Hardware-centric platforms and solutions were traditionally designed with minimal input from software engineers. As Brian Bailey of Semiconductor Engineering recently noted, this approach worked when software content was negligible – and the practice did not significantly contribute to product delays.
“Over time, the software content grew and today it is generally accepted that software accounts for more product expense than hardware, takes longer and adds a significant, if not the majority, of the functionality,” writes Bailey. “Software has [now] become so important that hardware is often seen as the platform needed to optimally support the software.”
Bob Zeidman, president of Zeidman Consulting, expressed similar sentiments.
“Software functionality will determine hardware functionality instead of the other way around,” Zeidman told the publication. “You’ll design software and give performance constraints like cost, power consumption, memory size, and physical size, and the tool will build the hardware design to meet your constraints and run your software.”
Eliott Jones, Rambus VP of User Experience (UX) Eliott Jones, concurred.

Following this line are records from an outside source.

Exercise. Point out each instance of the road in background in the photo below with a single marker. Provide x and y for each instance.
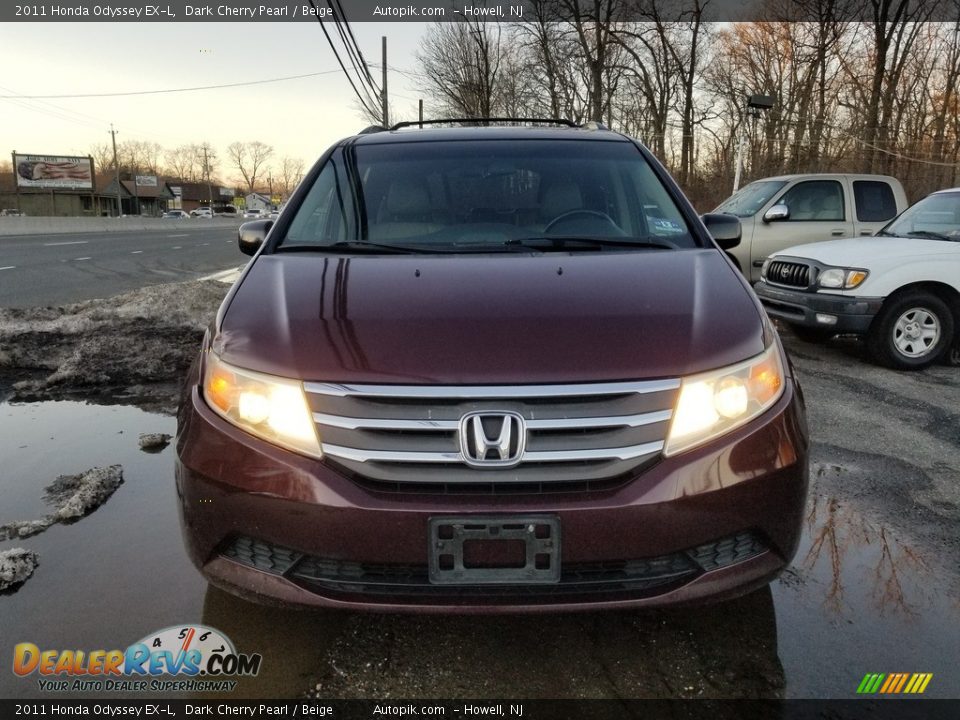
(56, 269)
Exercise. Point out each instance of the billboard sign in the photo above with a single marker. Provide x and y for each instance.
(53, 171)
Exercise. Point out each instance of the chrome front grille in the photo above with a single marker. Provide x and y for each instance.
(572, 433)
(790, 274)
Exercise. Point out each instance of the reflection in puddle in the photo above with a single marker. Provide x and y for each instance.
(848, 547)
(860, 598)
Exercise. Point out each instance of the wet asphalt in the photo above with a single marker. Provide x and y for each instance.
(874, 586)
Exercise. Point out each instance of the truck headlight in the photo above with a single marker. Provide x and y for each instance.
(846, 278)
(272, 408)
(716, 402)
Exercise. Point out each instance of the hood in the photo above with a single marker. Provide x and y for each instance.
(866, 251)
(504, 319)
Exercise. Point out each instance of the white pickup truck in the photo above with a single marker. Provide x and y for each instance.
(899, 289)
(779, 212)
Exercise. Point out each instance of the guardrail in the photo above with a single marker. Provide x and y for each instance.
(62, 225)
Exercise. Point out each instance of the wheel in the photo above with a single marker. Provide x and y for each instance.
(911, 332)
(812, 335)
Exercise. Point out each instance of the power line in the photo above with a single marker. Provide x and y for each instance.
(169, 90)
(350, 42)
(363, 101)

“At the end of the day, the product administrators, technicians, and end users engage modern products at the software level. In effect, that experience IS the product to them. What began really with the introduction of the Macintosh way back, where the abstracted layer of the UI was ridiculed by ‘real developers’ has in today’s world of Cloud- and service-based applications become the norm,” he explained during a recent interview with Rambus Press in Sunnyvale. “Whereas traditional hardware survived by being rigidly defined in its function, modern hardware product designs are inherently more versatile, enabling and requiring much more active participation and adaptation to user operation. The outcome is that the software enables user operations to define much more of the total product offering.”

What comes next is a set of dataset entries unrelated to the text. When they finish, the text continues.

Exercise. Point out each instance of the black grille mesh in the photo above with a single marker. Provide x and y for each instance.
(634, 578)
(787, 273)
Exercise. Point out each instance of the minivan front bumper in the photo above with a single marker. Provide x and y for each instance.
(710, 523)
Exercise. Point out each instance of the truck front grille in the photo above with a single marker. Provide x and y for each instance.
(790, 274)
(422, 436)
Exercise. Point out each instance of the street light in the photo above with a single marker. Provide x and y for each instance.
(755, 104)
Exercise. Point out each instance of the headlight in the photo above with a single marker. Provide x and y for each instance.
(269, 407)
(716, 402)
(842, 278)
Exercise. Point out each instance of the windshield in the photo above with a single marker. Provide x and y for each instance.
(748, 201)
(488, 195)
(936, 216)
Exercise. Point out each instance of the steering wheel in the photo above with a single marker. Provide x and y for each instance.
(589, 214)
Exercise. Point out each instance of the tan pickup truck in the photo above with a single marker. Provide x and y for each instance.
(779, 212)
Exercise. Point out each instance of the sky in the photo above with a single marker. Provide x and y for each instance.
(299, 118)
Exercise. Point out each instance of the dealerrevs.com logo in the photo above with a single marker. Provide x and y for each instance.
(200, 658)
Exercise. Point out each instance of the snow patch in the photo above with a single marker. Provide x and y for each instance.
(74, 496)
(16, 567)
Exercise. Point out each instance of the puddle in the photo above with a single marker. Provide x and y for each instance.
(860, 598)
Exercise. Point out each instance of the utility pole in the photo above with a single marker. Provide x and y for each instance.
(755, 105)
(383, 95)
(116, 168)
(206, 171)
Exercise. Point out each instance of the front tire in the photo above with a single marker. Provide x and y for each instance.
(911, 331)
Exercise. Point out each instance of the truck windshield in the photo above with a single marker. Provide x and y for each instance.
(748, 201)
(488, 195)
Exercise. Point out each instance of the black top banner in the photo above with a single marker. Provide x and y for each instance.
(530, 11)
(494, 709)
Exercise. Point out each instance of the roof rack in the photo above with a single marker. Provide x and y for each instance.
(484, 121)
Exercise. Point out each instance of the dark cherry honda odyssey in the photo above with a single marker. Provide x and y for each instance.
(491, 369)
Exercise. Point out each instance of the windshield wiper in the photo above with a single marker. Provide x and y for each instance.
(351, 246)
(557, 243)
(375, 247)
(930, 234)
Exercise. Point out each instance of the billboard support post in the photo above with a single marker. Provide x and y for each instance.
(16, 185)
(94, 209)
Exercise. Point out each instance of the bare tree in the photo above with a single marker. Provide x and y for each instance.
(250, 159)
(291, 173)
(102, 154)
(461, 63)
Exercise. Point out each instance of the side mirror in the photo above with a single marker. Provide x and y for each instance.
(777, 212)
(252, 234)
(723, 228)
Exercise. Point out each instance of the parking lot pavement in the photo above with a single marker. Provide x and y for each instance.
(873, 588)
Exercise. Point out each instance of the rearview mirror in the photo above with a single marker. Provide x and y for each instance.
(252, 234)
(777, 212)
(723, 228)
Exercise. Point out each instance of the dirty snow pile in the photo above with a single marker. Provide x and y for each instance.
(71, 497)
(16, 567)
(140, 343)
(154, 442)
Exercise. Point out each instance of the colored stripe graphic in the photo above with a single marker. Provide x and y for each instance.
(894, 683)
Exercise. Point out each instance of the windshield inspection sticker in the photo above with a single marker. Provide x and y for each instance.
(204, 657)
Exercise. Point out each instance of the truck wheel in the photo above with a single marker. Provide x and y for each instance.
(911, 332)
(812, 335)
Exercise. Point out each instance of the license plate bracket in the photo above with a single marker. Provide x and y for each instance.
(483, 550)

According to Jones, realizing the full potential of a hardware-centric solution is difficult without the inclusion of a well-defined software layer.

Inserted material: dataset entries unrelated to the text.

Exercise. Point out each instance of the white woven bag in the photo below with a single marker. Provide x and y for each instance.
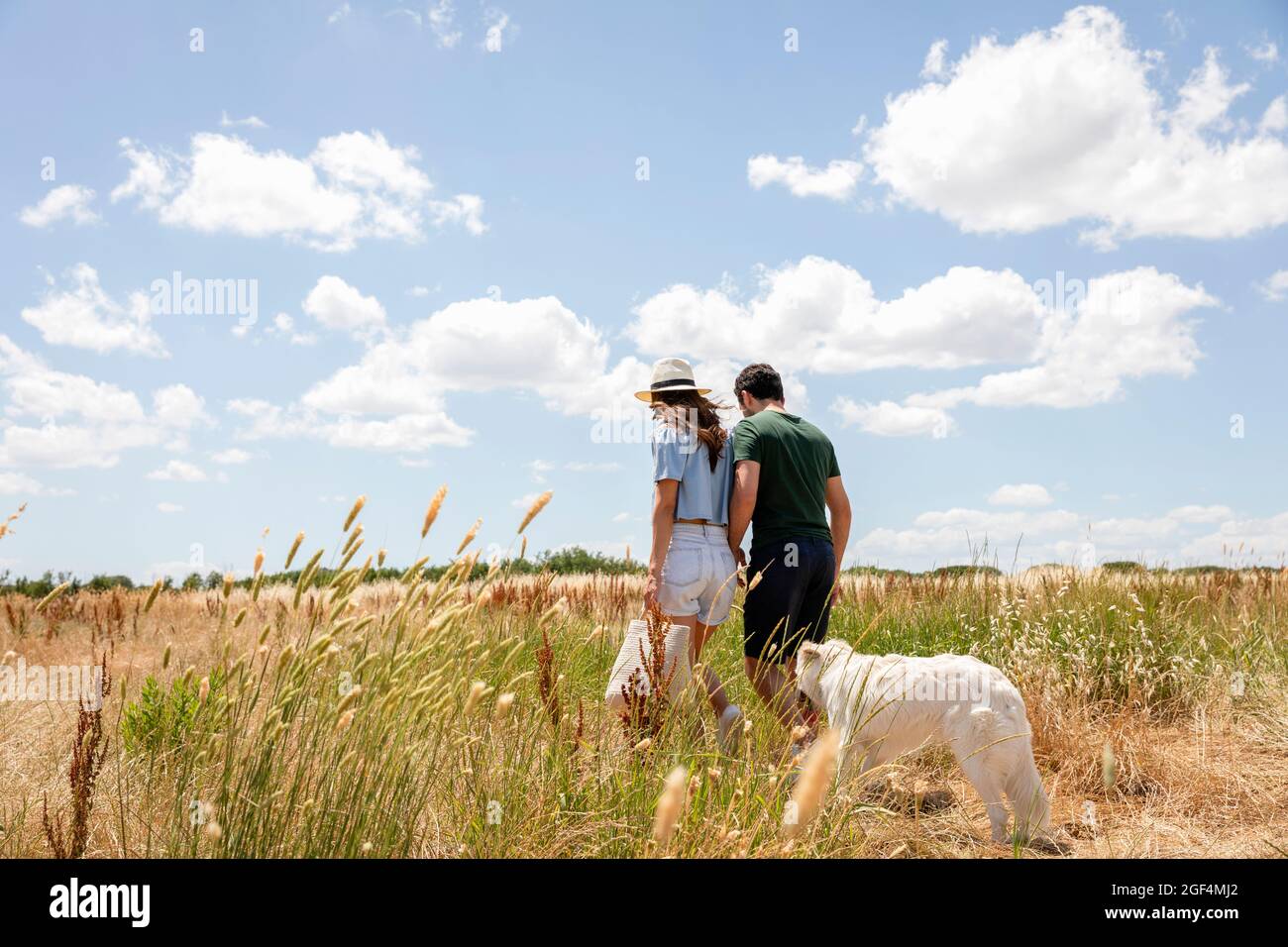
(629, 661)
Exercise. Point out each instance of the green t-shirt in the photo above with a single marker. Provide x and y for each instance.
(797, 460)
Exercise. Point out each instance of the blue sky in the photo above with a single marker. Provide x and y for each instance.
(471, 228)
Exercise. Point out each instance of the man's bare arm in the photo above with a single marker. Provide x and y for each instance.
(746, 482)
(838, 508)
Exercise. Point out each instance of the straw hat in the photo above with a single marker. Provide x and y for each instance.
(670, 375)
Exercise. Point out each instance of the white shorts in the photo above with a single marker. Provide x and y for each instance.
(698, 574)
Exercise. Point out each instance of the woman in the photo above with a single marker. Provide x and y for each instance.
(692, 575)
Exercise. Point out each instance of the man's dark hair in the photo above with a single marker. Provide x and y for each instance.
(760, 381)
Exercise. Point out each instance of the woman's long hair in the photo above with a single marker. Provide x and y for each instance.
(691, 412)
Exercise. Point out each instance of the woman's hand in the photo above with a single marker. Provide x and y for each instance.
(651, 585)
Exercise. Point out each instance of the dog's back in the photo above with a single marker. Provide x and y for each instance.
(888, 705)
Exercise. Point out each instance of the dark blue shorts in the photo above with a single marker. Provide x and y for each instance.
(793, 600)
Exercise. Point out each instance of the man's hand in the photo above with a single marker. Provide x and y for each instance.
(651, 586)
(741, 560)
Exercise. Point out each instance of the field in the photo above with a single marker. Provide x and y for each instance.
(450, 716)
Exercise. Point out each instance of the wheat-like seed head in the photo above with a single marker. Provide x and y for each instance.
(537, 505)
(295, 548)
(471, 535)
(814, 781)
(432, 513)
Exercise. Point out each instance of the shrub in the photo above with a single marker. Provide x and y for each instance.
(161, 720)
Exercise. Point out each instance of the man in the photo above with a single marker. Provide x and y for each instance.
(786, 483)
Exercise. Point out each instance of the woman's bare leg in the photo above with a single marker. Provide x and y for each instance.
(698, 635)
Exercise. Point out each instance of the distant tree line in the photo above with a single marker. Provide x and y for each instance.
(570, 561)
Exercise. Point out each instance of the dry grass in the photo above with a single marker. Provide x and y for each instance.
(416, 719)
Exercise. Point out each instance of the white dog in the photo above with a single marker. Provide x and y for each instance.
(885, 706)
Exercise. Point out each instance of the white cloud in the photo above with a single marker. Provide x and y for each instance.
(465, 210)
(935, 59)
(1201, 514)
(68, 201)
(1265, 52)
(442, 24)
(338, 305)
(1128, 326)
(1065, 125)
(352, 187)
(283, 326)
(1020, 495)
(393, 397)
(252, 121)
(178, 471)
(837, 182)
(1275, 118)
(1275, 287)
(84, 316)
(500, 30)
(21, 484)
(823, 316)
(540, 468)
(81, 421)
(179, 407)
(1243, 543)
(888, 419)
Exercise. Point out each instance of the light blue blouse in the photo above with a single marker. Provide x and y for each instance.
(703, 493)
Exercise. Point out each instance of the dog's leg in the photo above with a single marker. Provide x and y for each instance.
(1028, 797)
(990, 789)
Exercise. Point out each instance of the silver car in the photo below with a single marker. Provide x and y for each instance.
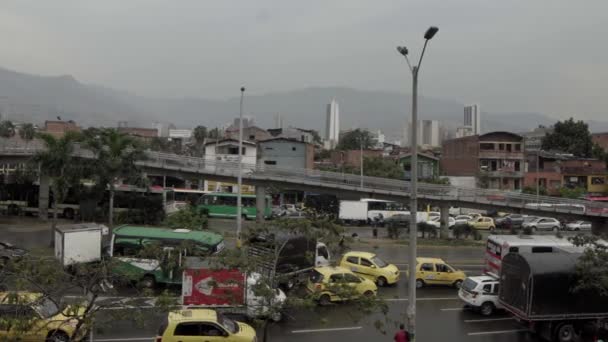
(543, 223)
(579, 225)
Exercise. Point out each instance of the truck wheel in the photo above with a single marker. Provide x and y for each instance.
(324, 300)
(565, 333)
(148, 282)
(487, 309)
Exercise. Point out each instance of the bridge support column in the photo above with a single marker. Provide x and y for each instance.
(260, 203)
(43, 198)
(445, 221)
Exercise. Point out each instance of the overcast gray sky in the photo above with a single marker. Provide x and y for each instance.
(548, 56)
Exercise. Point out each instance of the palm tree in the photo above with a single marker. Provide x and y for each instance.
(116, 154)
(57, 162)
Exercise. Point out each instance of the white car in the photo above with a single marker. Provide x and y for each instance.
(462, 219)
(436, 221)
(481, 294)
(543, 223)
(578, 225)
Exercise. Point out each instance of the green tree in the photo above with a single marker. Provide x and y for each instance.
(380, 167)
(27, 132)
(353, 140)
(188, 218)
(570, 136)
(7, 129)
(58, 163)
(115, 157)
(200, 134)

“This layer should be built around an intuitive UI that allows the user to easily interact with and act upon meaningful data,” he said. “Historically, most hardware-based products started from the ground up with an emphasis on pure engineering. However, industry expectations have steadily evolved over the years, with enterprise UX standards being set by consumer devices like smartphones and tablets.”
Usability, says Jones, is currently both a key requirement and differentiator.
“Because there is so much data to capture, understand and act upon in today’s world, creating a user experience that distills the data into what’s important at a glance is paramount. The structure and design of controls in software is critical to allow users to understand the meaning of information and to respond to it quickly,” he continued. “Think of it as the difference between a standard BIOS screen circa 1995 – keyboard arrows and all – and a Google Analytics dashboard in 2015. Clearly, software is now a primary, rather than tertiary concern. From my perspective, it would be difficult, if not impossible, to demonstrate a hardware-based platform to potential customers without a truly integrated software layer.”
As Jones points out, that is precisely why Rambus engineers have adopted holistic design cues from consumer-centric products when coding the software for the company’s CryptoManager and DPA Workstation (DPAWS) testing platform.
“As an example, both DPAWS and CryptoManager feature an intuitive UI that integrates advanced visualization capabilities. This helps increase the efficiency of side-channel analysis for the former, while optimizing the Security Engine and related Infrastructure for the latter,” he added.